Carol still vividly remembers that first trip to Sweden and the intensely emotional reaction Jim had when he stood up in front of his extended Swedish family as they gathered on the ancestral family farm.
“I can still remember they were all wearing wooden shoes ... and Jim started crying and said ‘I never thought I’d get to walk in the lands of my father,’” Carol said.
Jim’s father immigrated to the United States in 1917 “not knowing a word of English,” Jim said, at the behest of his best friend, who was already working in Glendive for the Northern Pacific Railroad. As fate would have it, the woman who would become Jim’s mother was also a native Swede who had immigrated to Montana and was working as a schoolteacher when his father met her.
Jim’s father had several siblings, most of whom stayed put in Sweden. Jim noted his father regularly corresponded with his family in Sweden to maintain the familial connections. In the century since Jim’s father left Sweden for Montana, the family he left behind has grown considerably.
“There’s about 150 cousins there,” Jim noted.
Connections with those Swedish cousins have deepened over the years as Jim and Carol have swapped visits back and forth with them. Maj made her first trip to the United States a decade after meeting Jim and Carol for the first time as a child in 1968.
In 1978, she, her parents and her little sister got their first glimpse of Montana. Maj said she remembers the first thing that struck her was how immense and open the landscape is compared to Sweden.
“Much bigger ... all the roads straight ahead and long, long, long, long,” Maj said about the first thing in Montana which struck her as being different from Sweden.
“Big” is a word that seems to come up often when Maj and Ambjorn describe as what they see as the largest differences between Montana and Sweden, whether it’s the size of the landscape or the portions served up at meals.
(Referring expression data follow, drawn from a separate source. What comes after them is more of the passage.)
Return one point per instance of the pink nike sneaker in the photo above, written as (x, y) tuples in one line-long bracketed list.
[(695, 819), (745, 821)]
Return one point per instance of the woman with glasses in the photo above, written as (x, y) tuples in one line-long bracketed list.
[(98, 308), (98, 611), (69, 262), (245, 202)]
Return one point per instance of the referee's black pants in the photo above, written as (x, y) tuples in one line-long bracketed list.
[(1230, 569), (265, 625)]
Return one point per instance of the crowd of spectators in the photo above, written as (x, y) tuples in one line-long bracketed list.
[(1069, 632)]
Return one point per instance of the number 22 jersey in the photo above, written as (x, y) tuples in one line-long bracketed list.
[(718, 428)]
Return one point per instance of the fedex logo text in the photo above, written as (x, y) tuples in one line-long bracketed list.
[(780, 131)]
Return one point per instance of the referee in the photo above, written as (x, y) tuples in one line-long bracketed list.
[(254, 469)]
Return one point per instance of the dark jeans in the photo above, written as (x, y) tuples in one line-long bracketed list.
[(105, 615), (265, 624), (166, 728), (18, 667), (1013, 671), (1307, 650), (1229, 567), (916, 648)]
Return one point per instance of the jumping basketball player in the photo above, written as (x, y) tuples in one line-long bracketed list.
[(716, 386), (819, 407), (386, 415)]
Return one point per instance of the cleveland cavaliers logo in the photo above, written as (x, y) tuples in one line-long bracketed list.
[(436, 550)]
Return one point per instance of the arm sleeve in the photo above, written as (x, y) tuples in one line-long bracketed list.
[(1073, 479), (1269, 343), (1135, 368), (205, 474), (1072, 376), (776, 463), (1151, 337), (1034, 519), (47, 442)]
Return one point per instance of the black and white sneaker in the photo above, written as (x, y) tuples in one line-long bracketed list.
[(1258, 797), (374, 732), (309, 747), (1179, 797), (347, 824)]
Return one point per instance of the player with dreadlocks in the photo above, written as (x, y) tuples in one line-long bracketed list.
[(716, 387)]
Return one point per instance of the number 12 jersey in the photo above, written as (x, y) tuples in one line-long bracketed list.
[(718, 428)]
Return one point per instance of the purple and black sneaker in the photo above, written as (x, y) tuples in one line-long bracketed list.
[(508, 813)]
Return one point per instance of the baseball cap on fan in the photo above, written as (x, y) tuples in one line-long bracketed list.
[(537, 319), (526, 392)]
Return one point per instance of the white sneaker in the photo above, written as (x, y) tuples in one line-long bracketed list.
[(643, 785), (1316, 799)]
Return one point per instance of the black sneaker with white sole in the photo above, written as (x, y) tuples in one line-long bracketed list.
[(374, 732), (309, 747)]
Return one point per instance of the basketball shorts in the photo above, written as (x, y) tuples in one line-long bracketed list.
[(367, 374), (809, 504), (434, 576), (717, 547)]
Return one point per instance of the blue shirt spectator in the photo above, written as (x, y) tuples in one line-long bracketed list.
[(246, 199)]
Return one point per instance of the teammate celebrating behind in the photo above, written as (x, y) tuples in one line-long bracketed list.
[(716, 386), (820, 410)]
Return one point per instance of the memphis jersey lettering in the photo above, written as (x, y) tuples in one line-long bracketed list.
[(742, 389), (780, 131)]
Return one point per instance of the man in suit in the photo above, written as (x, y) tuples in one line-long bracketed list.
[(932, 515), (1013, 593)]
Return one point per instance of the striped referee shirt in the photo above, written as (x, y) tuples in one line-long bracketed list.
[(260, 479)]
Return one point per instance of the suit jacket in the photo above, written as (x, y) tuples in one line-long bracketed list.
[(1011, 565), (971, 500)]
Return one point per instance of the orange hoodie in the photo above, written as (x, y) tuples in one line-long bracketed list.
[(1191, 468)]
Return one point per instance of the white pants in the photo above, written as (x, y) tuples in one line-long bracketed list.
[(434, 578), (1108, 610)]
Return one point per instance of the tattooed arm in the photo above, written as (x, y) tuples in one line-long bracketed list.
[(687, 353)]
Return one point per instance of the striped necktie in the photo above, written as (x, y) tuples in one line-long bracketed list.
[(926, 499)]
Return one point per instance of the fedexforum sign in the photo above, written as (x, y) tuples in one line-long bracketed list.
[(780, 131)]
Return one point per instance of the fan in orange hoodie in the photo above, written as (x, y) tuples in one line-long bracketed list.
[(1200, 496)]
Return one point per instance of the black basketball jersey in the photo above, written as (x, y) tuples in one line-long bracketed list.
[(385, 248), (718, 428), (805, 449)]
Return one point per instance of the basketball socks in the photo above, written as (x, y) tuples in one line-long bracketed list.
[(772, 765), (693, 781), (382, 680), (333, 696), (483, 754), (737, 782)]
Maj said the other thing she remembers that really struck her during her first visit to America were the size of the steaks served up to them at a local restaurant.
“The other thing I remember are the two T-bone steaks, they were so big,” Maj said.
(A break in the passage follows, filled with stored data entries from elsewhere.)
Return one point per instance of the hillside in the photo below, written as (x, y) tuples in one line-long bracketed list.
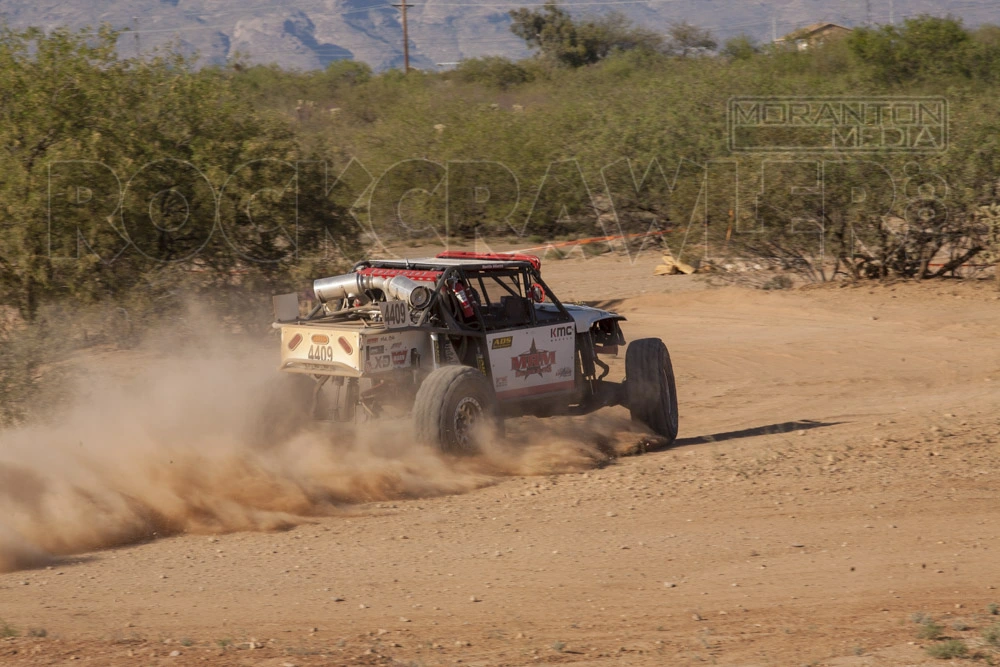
[(310, 33)]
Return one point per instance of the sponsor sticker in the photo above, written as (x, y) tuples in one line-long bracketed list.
[(502, 342), (533, 362), (563, 331)]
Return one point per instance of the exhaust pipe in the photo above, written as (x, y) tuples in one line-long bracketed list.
[(354, 285)]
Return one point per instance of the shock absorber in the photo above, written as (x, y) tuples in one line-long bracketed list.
[(462, 295)]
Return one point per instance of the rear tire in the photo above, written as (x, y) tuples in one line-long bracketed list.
[(452, 406), (650, 387)]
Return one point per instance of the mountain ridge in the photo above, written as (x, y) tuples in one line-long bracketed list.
[(310, 34)]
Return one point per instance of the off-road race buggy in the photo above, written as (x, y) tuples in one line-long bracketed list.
[(463, 339)]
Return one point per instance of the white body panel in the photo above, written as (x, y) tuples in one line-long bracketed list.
[(350, 351), (533, 361)]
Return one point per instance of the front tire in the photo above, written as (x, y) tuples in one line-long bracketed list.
[(452, 406), (650, 387)]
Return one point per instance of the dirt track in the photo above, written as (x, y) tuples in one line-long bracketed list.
[(836, 473)]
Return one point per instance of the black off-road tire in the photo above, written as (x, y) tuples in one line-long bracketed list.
[(650, 388), (452, 406)]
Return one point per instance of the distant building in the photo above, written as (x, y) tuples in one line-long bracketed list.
[(814, 34)]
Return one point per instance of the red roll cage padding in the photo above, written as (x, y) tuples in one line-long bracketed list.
[(492, 256), (412, 274)]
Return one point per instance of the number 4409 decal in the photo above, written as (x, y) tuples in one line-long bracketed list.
[(321, 353)]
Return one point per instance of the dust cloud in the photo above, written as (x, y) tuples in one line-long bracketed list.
[(215, 441)]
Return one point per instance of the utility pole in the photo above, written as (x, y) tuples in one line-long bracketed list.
[(406, 37)]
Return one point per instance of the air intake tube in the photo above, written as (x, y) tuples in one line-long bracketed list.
[(354, 285)]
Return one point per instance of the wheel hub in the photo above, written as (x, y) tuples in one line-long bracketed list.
[(467, 414)]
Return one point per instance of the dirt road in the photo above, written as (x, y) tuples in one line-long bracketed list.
[(836, 474)]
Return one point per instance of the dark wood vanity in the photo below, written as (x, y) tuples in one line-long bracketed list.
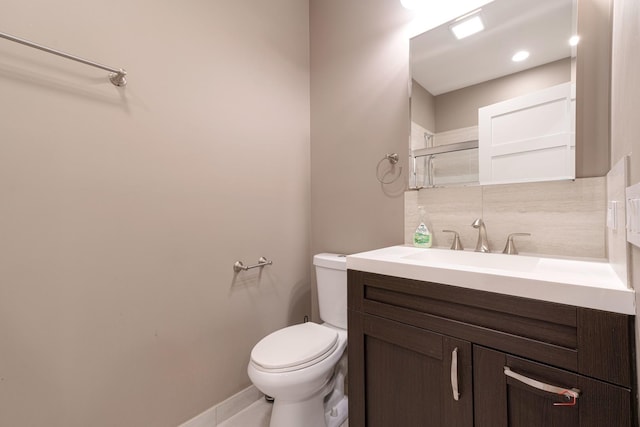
[(413, 343)]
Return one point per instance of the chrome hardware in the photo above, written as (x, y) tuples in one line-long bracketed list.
[(454, 374), (483, 243), (455, 245), (510, 247), (571, 394), (117, 75), (238, 266)]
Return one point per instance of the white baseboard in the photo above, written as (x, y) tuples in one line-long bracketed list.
[(225, 410)]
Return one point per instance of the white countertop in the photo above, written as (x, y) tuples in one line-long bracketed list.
[(590, 284)]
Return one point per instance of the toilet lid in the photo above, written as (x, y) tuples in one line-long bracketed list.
[(294, 346)]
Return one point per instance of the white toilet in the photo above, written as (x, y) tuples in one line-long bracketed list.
[(303, 367)]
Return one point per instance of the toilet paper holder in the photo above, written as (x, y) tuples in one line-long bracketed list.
[(238, 266)]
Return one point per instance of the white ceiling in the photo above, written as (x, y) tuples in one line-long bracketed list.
[(441, 63)]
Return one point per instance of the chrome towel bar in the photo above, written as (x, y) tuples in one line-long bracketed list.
[(238, 266), (117, 76)]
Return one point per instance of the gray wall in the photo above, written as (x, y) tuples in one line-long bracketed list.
[(423, 107), (359, 113), (123, 210)]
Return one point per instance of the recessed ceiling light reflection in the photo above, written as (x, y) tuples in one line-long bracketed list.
[(467, 27)]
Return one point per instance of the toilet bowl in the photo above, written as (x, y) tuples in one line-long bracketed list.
[(303, 367)]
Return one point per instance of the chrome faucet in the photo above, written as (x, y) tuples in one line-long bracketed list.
[(483, 243)]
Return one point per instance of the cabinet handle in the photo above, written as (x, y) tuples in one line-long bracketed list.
[(454, 374), (571, 394)]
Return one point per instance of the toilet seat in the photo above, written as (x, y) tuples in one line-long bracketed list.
[(294, 347)]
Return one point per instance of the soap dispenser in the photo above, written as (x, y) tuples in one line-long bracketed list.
[(422, 237)]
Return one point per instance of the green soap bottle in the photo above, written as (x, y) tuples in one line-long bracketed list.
[(422, 237)]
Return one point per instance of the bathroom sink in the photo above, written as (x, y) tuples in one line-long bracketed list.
[(475, 260), (583, 283)]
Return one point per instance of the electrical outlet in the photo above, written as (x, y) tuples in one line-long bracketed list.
[(633, 214)]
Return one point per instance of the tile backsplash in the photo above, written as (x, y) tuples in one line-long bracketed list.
[(565, 218)]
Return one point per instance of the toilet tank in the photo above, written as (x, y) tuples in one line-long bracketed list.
[(331, 279)]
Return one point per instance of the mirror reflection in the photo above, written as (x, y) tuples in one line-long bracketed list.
[(480, 115)]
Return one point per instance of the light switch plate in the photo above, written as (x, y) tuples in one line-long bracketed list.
[(633, 214)]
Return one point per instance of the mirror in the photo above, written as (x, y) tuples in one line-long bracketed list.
[(452, 80)]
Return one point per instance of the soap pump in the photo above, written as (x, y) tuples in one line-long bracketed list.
[(422, 237)]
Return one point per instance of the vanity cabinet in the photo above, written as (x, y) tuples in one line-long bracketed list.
[(427, 354)]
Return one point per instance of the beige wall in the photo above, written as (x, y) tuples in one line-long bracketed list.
[(459, 108), (625, 109), (123, 210), (359, 113)]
Robust steak cuts are fine by Ambjorn, who didn’t make his first trip to Montana until 2008. When asked what his favorite part about visiting Montana is, he simply responded, “steaks.”
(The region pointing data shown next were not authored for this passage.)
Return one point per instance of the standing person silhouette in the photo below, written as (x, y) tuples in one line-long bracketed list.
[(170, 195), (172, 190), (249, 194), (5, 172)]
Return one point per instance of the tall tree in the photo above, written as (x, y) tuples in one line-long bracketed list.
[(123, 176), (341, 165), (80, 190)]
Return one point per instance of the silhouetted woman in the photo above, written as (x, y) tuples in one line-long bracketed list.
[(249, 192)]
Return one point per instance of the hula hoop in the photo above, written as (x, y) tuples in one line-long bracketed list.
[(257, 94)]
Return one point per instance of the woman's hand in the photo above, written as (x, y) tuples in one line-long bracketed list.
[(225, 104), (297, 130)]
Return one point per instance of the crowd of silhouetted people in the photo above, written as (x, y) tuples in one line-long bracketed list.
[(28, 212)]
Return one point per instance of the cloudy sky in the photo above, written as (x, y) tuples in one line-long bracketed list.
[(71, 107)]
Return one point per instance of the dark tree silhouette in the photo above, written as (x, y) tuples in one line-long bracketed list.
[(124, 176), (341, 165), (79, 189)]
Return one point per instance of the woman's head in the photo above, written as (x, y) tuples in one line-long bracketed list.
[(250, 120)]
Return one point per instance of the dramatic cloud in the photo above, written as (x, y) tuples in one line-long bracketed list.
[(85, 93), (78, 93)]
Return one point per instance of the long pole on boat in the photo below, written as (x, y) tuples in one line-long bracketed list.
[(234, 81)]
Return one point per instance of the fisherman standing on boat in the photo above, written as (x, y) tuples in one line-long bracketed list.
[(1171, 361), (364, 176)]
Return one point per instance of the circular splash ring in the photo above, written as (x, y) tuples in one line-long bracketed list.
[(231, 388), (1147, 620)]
That doesn’t necessarily mean that the Swedish siblings think that bigger or more is always better.
Ambjorn noted that one of the major differences between the United States and Sweden he notices on every trip is how much easier it is to get around his native country without a car.
“I think the biggest difference in Sweden is we have trains and buses and we can go everywhere in Sweden by train,” he said.
Carol noted that the siblings are also taken aback by how many sugary beverages Americans consume.
“What they’ve mentioned to us is all the sugary drinks, and in Sweden everything is really natural,” she said.
“Everything has sugar in it (in the U.S.), even the coffee,” Maj chimed in.
Carol added that the difference in eating habits and health consciousness have always been evident to she and Jim during their trips to Sweden.
“I’d say it’s just a purer way of living over there,” she said. “Everything is just pristine.”
Maj and Ambjorn will spend three weeks total here visiting with the Swansons and exploring further out into the region. Carol noted that with so many trips to Montana already under their belts, there isn’t much in the way of major tourist attractions that the siblings haven’t already seen before.
With that in mind, Maj said there’s nothing special she and her brother have planned while they’re here other than visiting with Jim and Carol and other friends and extended family members from Sweden who have settled in the Mountain West, continuing the work of nurturing those cross-oceanic family ties.
“Just enjoy, I think,” Maj said when asked about their plans for this trip. “We don’t have special things we want to do, just enjoy family.”